Overall, the business scope symbol is a useful tool for providing clarity and focus in diagrams, helping to ensure that everyone involved in a project or business understands the scope and boundaries of the work.

A business process is a set of activities that are performed in a structured and sequential manner to achieve a specific business outcome. Business processes can range from simple, straightforward activities, such as processing an invoice, to complex, multi-step processes, such as launching a new product.

Business processes typically involve the interaction of people, systems, and data, and they are often supported by technology and other tools. They are designed to achieve specific goals and objectives and to support the overall mission and strategy of the organization.
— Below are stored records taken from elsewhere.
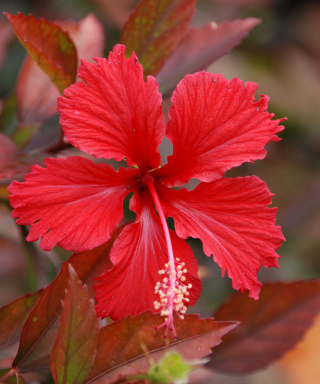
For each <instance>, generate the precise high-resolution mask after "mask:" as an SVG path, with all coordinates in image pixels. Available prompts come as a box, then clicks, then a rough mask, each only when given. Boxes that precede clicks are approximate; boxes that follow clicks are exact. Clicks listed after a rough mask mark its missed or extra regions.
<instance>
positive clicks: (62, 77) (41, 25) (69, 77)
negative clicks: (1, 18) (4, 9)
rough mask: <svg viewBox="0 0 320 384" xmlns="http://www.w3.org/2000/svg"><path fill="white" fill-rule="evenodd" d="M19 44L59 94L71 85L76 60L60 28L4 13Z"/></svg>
mask: <svg viewBox="0 0 320 384" xmlns="http://www.w3.org/2000/svg"><path fill="white" fill-rule="evenodd" d="M5 15H6V17H7V18H8V20H9V21H10V23H11V26H12V28H13V30H14V32H15V34H16V35H17V37H18V39H19V41H20V43H21V44H22V45H23V46H24V48H25V49H26V51H27V52H28V54H29V55H30V56H31V57H32V58H33V59H34V60H35V61H36V62H37V63H38V65H39V66H40V68H41V69H42V70H43V71H44V72H45V73H46V74H47V75H49V77H50V79H51V80H52V81H53V82H54V84H55V85H56V86H57V87H58V89H59V91H60V92H61V93H62V92H63V90H64V89H65V88H67V87H68V86H69V85H71V84H72V83H74V82H75V79H76V74H77V67H78V59H77V51H76V48H75V46H74V44H73V42H72V40H71V39H70V37H69V35H68V33H67V32H64V31H63V30H62V29H61V27H59V26H58V25H56V24H54V23H53V22H52V21H50V22H48V21H46V20H44V19H40V20H38V19H36V18H35V17H34V16H32V15H29V16H25V15H24V14H22V13H20V12H19V13H18V15H17V16H14V15H10V14H9V13H5Z"/></svg>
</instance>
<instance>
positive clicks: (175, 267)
mask: <svg viewBox="0 0 320 384" xmlns="http://www.w3.org/2000/svg"><path fill="white" fill-rule="evenodd" d="M145 181H146V184H147V187H148V188H149V191H150V194H151V196H152V199H153V202H154V204H155V206H156V208H157V212H158V214H159V217H160V221H161V225H162V228H163V231H164V235H165V239H166V244H167V251H168V259H169V262H168V268H169V271H170V274H169V276H170V279H169V282H170V288H169V292H170V296H169V297H168V305H167V308H168V311H169V313H168V315H167V319H166V321H165V322H164V323H163V324H161V325H160V326H159V327H157V329H159V328H161V327H166V333H165V337H167V333H168V329H170V330H171V331H172V332H173V336H174V338H175V339H176V338H177V334H176V331H175V328H174V324H173V310H174V297H175V287H176V267H175V260H174V256H173V248H172V242H171V237H170V232H169V228H168V224H167V220H166V218H165V215H164V213H163V209H162V206H161V203H160V200H159V197H158V194H157V191H156V188H155V186H154V184H153V178H152V177H151V176H149V175H146V177H145Z"/></svg>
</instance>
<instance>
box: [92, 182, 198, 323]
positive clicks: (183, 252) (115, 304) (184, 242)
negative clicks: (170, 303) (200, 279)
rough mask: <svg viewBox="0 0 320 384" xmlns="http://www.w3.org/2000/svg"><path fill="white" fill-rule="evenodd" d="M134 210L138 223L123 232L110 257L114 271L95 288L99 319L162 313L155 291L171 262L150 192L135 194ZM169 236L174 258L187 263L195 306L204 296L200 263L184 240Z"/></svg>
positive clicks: (130, 225)
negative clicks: (167, 265) (198, 261)
mask: <svg viewBox="0 0 320 384" xmlns="http://www.w3.org/2000/svg"><path fill="white" fill-rule="evenodd" d="M131 208H138V209H139V211H140V212H139V214H138V216H137V222H136V223H135V224H131V225H128V226H127V227H126V228H125V229H124V230H123V231H122V232H121V234H120V236H119V237H118V239H117V240H116V241H115V243H114V246H113V248H112V251H111V255H110V258H111V261H112V262H113V265H114V266H113V268H112V269H111V270H110V271H106V272H104V273H103V274H102V275H101V276H100V277H98V278H97V280H99V281H100V282H101V283H98V284H95V285H94V289H95V291H96V292H97V295H96V300H97V302H98V304H97V306H96V310H97V314H98V316H100V317H107V316H110V317H111V318H112V319H113V320H119V319H121V318H123V317H125V316H128V315H132V316H135V315H137V314H139V313H141V312H144V311H146V310H149V309H151V311H152V312H159V310H156V309H155V308H154V301H155V300H159V296H158V295H155V293H154V288H155V285H156V283H157V282H158V281H161V280H162V278H161V276H160V275H159V274H158V271H159V270H160V269H163V268H164V264H165V263H167V262H168V254H167V247H166V242H165V237H164V231H163V228H162V226H161V223H160V219H159V218H158V216H157V215H156V213H155V210H154V207H153V202H152V199H151V196H150V194H149V192H148V190H144V191H140V192H139V194H138V193H135V195H134V197H133V203H132V204H131ZM170 236H171V241H172V246H173V252H174V256H175V257H178V258H180V260H181V262H185V263H186V268H187V270H188V272H187V273H186V281H185V284H189V283H191V284H192V288H191V289H190V290H189V292H190V296H189V298H190V302H189V304H190V305H193V304H194V303H195V302H196V300H197V299H198V297H199V296H200V292H201V281H200V280H199V278H198V274H197V271H198V264H197V260H196V259H195V257H194V256H193V254H192V251H191V248H190V246H189V245H188V244H187V243H186V242H185V241H184V240H182V239H180V238H179V237H178V236H177V235H176V234H175V232H173V231H170Z"/></svg>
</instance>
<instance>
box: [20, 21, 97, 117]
mask: <svg viewBox="0 0 320 384" xmlns="http://www.w3.org/2000/svg"><path fill="white" fill-rule="evenodd" d="M60 27H61V29H62V30H63V31H65V32H68V33H69V35H70V37H71V39H72V40H73V42H74V44H75V46H76V48H77V53H78V58H79V61H80V59H86V60H87V61H89V62H93V59H92V57H94V56H97V57H102V56H103V47H104V32H103V28H102V25H101V24H100V23H99V22H98V20H97V19H96V17H95V16H94V15H92V14H89V15H88V16H87V17H85V18H84V19H82V20H80V21H79V22H78V23H75V22H72V21H67V22H64V23H61V24H60ZM16 93H17V102H18V115H19V120H20V121H22V122H24V123H31V122H35V121H43V120H44V119H45V118H48V117H50V116H52V115H53V114H55V113H57V97H58V96H59V95H60V94H59V91H58V90H57V88H56V87H55V85H54V84H53V83H52V81H51V80H50V78H49V77H48V76H47V75H46V74H45V73H44V72H43V71H42V70H41V69H40V68H39V66H38V65H37V64H36V62H35V61H34V60H32V59H31V57H30V56H27V57H26V59H25V61H24V63H23V65H22V67H21V69H20V73H19V77H18V80H17V87H16Z"/></svg>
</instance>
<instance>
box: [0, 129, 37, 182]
mask: <svg viewBox="0 0 320 384" xmlns="http://www.w3.org/2000/svg"><path fill="white" fill-rule="evenodd" d="M35 163H37V164H42V163H43V156H41V155H38V156H37V155H29V154H25V153H23V152H22V150H21V149H20V148H19V147H18V146H17V145H16V144H15V143H14V142H13V141H12V140H11V139H10V138H9V137H8V136H6V135H3V134H2V133H0V178H3V177H6V178H8V179H10V178H11V177H13V176H14V175H16V174H18V173H26V172H28V171H30V166H31V165H32V164H35Z"/></svg>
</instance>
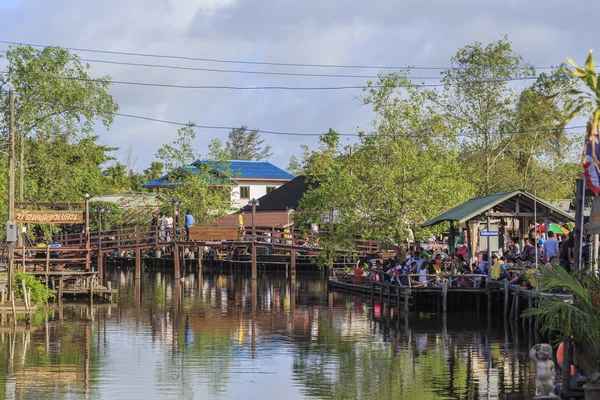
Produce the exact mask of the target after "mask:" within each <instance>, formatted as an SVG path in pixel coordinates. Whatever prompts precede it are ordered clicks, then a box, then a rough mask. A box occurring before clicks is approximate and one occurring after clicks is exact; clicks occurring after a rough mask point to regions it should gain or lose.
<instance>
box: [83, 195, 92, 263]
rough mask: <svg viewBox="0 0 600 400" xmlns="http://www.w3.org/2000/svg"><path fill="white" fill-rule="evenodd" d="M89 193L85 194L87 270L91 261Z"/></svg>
mask: <svg viewBox="0 0 600 400" xmlns="http://www.w3.org/2000/svg"><path fill="white" fill-rule="evenodd" d="M90 237H91V236H90V195H89V194H86V195H85V270H86V271H89V270H90V269H91V267H92V265H91V264H92V261H91V257H90V256H91V254H90V252H91V242H90Z"/></svg>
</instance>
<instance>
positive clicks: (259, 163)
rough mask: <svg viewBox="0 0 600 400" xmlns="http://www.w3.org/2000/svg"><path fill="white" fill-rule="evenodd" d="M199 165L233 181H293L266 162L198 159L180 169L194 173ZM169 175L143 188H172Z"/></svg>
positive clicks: (291, 179) (144, 185)
mask: <svg viewBox="0 0 600 400" xmlns="http://www.w3.org/2000/svg"><path fill="white" fill-rule="evenodd" d="M200 165H204V166H207V167H209V168H211V169H212V170H214V171H215V172H217V173H219V174H226V175H230V176H228V177H229V178H231V179H233V180H263V179H264V180H278V181H289V180H292V179H294V175H292V174H290V173H288V172H286V171H284V170H282V169H281V168H279V167H276V166H275V165H273V164H271V163H270V162H268V161H246V160H227V161H225V162H224V163H221V162H219V161H215V160H203V159H198V160H196V161H195V162H194V164H193V166H190V167H180V168H182V169H183V170H184V171H186V172H189V173H192V174H193V173H196V172H197V171H198V167H199V166H200ZM168 176H169V174H166V175H164V176H163V177H161V178H159V179H155V180H153V181H149V182H146V183H143V184H142V185H141V186H142V187H144V188H160V187H169V186H173V185H174V184H175V183H174V182H171V181H169V179H168Z"/></svg>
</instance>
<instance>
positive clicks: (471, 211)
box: [421, 190, 574, 227]
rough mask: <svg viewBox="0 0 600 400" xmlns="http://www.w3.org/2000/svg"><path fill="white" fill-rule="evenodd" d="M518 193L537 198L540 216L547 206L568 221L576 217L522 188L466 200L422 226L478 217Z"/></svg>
mask: <svg viewBox="0 0 600 400" xmlns="http://www.w3.org/2000/svg"><path fill="white" fill-rule="evenodd" d="M517 195H521V196H523V197H524V198H528V199H529V200H532V201H533V200H535V201H536V202H537V203H538V206H539V207H540V210H539V212H540V217H541V216H542V215H543V214H542V208H544V207H545V208H547V209H548V210H549V211H550V212H552V214H553V215H556V216H559V217H562V218H564V219H565V220H568V221H573V220H574V218H573V216H571V214H569V213H567V212H564V211H562V210H559V209H558V208H556V207H554V206H553V205H552V204H550V203H548V202H547V201H545V200H542V199H540V198H536V197H535V196H534V195H532V194H530V193H527V192H524V191H522V190H515V191H512V192H503V193H496V194H492V195H489V196H483V197H477V198H474V199H471V200H468V201H466V202H464V203H463V204H461V205H459V206H456V207H454V208H453V209H451V210H448V211H446V212H445V213H443V214H441V215H439V216H437V217H435V218H434V219H432V220H430V221H427V222H425V223H424V224H422V225H421V226H422V227H427V226H432V225H436V224H439V223H441V222H444V221H454V222H458V223H463V222H465V221H468V220H470V219H472V218H474V217H476V216H477V215H479V214H482V213H484V212H486V211H488V210H489V209H491V208H493V207H495V206H497V205H499V204H501V203H503V202H505V201H507V200H509V199H511V198H513V197H515V196H517Z"/></svg>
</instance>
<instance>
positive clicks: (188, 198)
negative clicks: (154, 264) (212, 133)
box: [156, 123, 233, 224]
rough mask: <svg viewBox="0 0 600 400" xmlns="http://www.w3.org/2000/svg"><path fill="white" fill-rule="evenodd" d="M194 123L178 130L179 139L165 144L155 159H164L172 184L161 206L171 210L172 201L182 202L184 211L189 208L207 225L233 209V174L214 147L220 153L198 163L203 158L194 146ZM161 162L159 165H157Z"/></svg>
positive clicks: (209, 157) (168, 211) (199, 218)
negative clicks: (193, 144)
mask: <svg viewBox="0 0 600 400" xmlns="http://www.w3.org/2000/svg"><path fill="white" fill-rule="evenodd" d="M193 126H194V125H193V124H192V123H190V124H189V125H188V126H186V127H184V128H181V129H179V131H178V132H177V139H176V140H175V141H174V142H172V143H170V144H165V145H163V146H162V147H161V148H159V149H158V151H157V152H156V158H158V159H159V160H161V163H162V165H164V168H165V170H166V171H167V179H168V181H170V182H172V183H173V185H172V186H171V187H170V188H166V189H163V194H162V198H163V204H162V209H163V210H164V211H167V212H170V211H171V210H172V209H173V207H172V203H171V201H172V200H173V199H179V200H182V201H183V204H184V205H183V207H184V209H185V210H189V211H190V212H191V213H192V215H194V217H195V219H196V223H198V224H208V223H211V222H213V221H215V220H216V219H218V218H220V217H222V216H224V215H226V214H227V213H228V212H229V211H231V200H230V195H231V185H232V183H233V182H232V181H231V174H230V172H229V169H228V166H227V163H226V161H225V160H223V159H219V158H218V157H219V156H221V157H222V156H223V153H222V152H219V151H218V149H217V148H216V147H214V146H215V145H214V142H213V144H212V145H211V148H212V149H213V150H214V151H215V152H216V153H217V154H216V155H215V154H212V155H210V154H209V158H208V159H207V160H205V164H199V163H195V161H196V160H197V159H198V158H199V157H200V154H199V153H197V152H196V150H195V149H194V147H193V144H192V142H193V140H194V138H195V137H196V134H195V132H194V130H193ZM157 166H158V165H156V167H157Z"/></svg>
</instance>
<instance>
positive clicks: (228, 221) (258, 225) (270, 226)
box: [216, 211, 294, 230]
mask: <svg viewBox="0 0 600 400" xmlns="http://www.w3.org/2000/svg"><path fill="white" fill-rule="evenodd" d="M239 214H240V213H239V212H237V213H234V214H229V215H227V216H225V217H223V218H220V219H218V220H217V221H216V225H217V226H237V224H238V215H239ZM254 216H255V219H254V224H255V225H256V226H258V227H265V226H269V227H272V226H279V225H281V226H283V227H286V226H288V225H289V224H292V223H293V222H294V215H293V214H291V215H288V214H287V213H286V212H285V211H257V212H256V214H255V215H254ZM244 225H245V226H246V229H248V230H250V229H251V228H249V227H251V226H252V214H251V213H248V212H246V213H244Z"/></svg>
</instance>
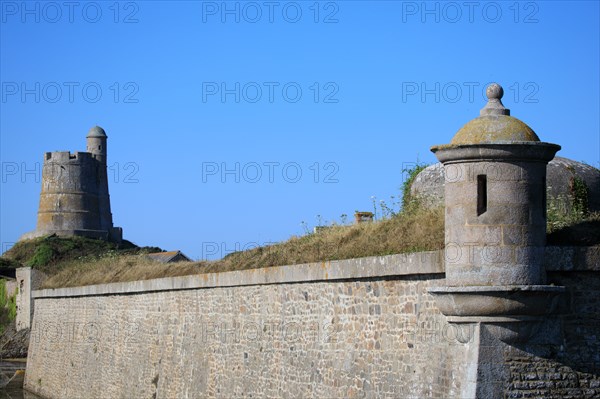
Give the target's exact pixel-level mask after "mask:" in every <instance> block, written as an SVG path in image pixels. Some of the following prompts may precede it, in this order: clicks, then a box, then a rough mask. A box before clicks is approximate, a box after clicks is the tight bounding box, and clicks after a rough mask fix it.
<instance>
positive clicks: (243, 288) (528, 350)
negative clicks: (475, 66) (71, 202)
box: [25, 247, 600, 398]
mask: <svg viewBox="0 0 600 399" xmlns="http://www.w3.org/2000/svg"><path fill="white" fill-rule="evenodd" d="M546 259H547V261H546V265H545V267H546V269H547V270H548V280H549V282H550V283H555V284H557V285H558V284H560V285H564V286H566V287H567V290H568V292H569V296H568V299H566V300H565V301H564V303H563V304H562V305H561V306H562V307H563V309H562V313H563V314H562V315H559V316H552V317H549V318H548V319H546V320H545V321H544V322H543V323H541V324H540V325H539V326H538V327H537V330H536V331H534V334H533V335H532V338H531V339H529V340H528V341H527V342H526V343H525V344H519V343H516V344H506V343H504V342H500V341H498V340H497V339H496V338H494V337H493V336H491V335H490V334H488V333H487V331H486V328H487V326H484V325H483V324H479V323H472V324H468V323H467V324H463V325H457V324H449V323H448V322H447V320H446V317H445V316H443V315H442V314H441V313H440V311H439V310H438V309H437V307H436V302H435V300H434V299H433V298H432V296H431V295H430V294H429V293H428V289H429V288H430V287H433V286H440V285H443V284H444V283H445V279H444V276H445V274H444V266H443V263H444V262H443V261H444V259H443V253H441V252H426V253H417V254H409V255H391V256H385V257H371V258H361V259H350V260H343V261H333V262H323V263H315V264H306V265H294V266H282V267H273V268H267V269H256V270H245V271H238V272H227V273H211V274H203V275H196V276H185V277H175V278H165V279H156V280H147V281H136V282H130V283H114V284H106V285H97V286H87V287H77V288H63V289H54V290H38V291H34V292H33V296H34V298H35V313H34V319H33V325H32V331H31V339H30V347H29V358H28V364H27V373H26V378H25V387H26V389H28V390H30V391H32V392H34V393H37V394H39V395H41V396H42V397H47V398H76V397H82V396H85V397H147V398H151V397H155V398H172V397H190V398H192V397H193V398H202V397H226V398H236V397H261V398H263V397H265V398H280V397H286V398H364V397H367V398H426V397H435V398H441V397H444V398H452V397H453V398H474V397H486V398H509V397H510V398H512V397H515V398H520V397H556V398H558V397H597V396H598V395H600V367H599V366H598V365H599V364H600V359H599V358H598V357H599V356H600V355H599V354H600V344H599V343H598V340H597V339H596V337H598V336H600V317H599V315H598V310H597V309H600V290H599V289H598V288H600V279H599V277H600V273H599V271H600V270H599V269H600V248H598V247H589V248H552V247H550V248H548V249H547V254H546Z"/></svg>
There are several types of business processes, including:

1. Operational processes: These processes support the day-to-day operations of the organization and include activities such as customer service, order fulfillment, and payroll processing.
2. Support processes: These processes support the operational processes and include activities such as human resources, finance, and procurement.
3. Management processes: These processes support the decision-making and strategic planning activities of the organization and include activities such as budgeting, strategic planning, and performance management.

A business object is used to represent a real-world entity or concept that is relevant to a particular business domain. Business objects are abstract representations of the key components of a business, such as customers, products, transactions, and processes, that are used to model and understand the operations of an organization.

For example, the “business object” symbol might be used to represent a customer in a retail business. This symbol might be connected to other symbols, such as “products” or “transactions,” to show how customers interact with the retail business and purchase products. Similarly, the “business object” symbol might be used to represent a product in the retail business and show how it is sold to customers and how it is managed by the business.

A BusinessFunction defines a part of the organization that has the responsibility to carry out a special function. A BusinessFunction has resources available that are managed from within the function.

A BusinessFunction can be an operational function. Which means a function where the products and services of the organization are produced.
A BusinessFunction can also be a management function. Which means a function that carries out management such as planning or control.

The objectives and available resources should be described for every BusinessFunction. It is also important to decide if the function plays an essential role in the current business analysis.

If a BusinesFunction consists of other BusinessFunctions the upper level function should be broken down to a new BusinessDiagram showing the details within the function.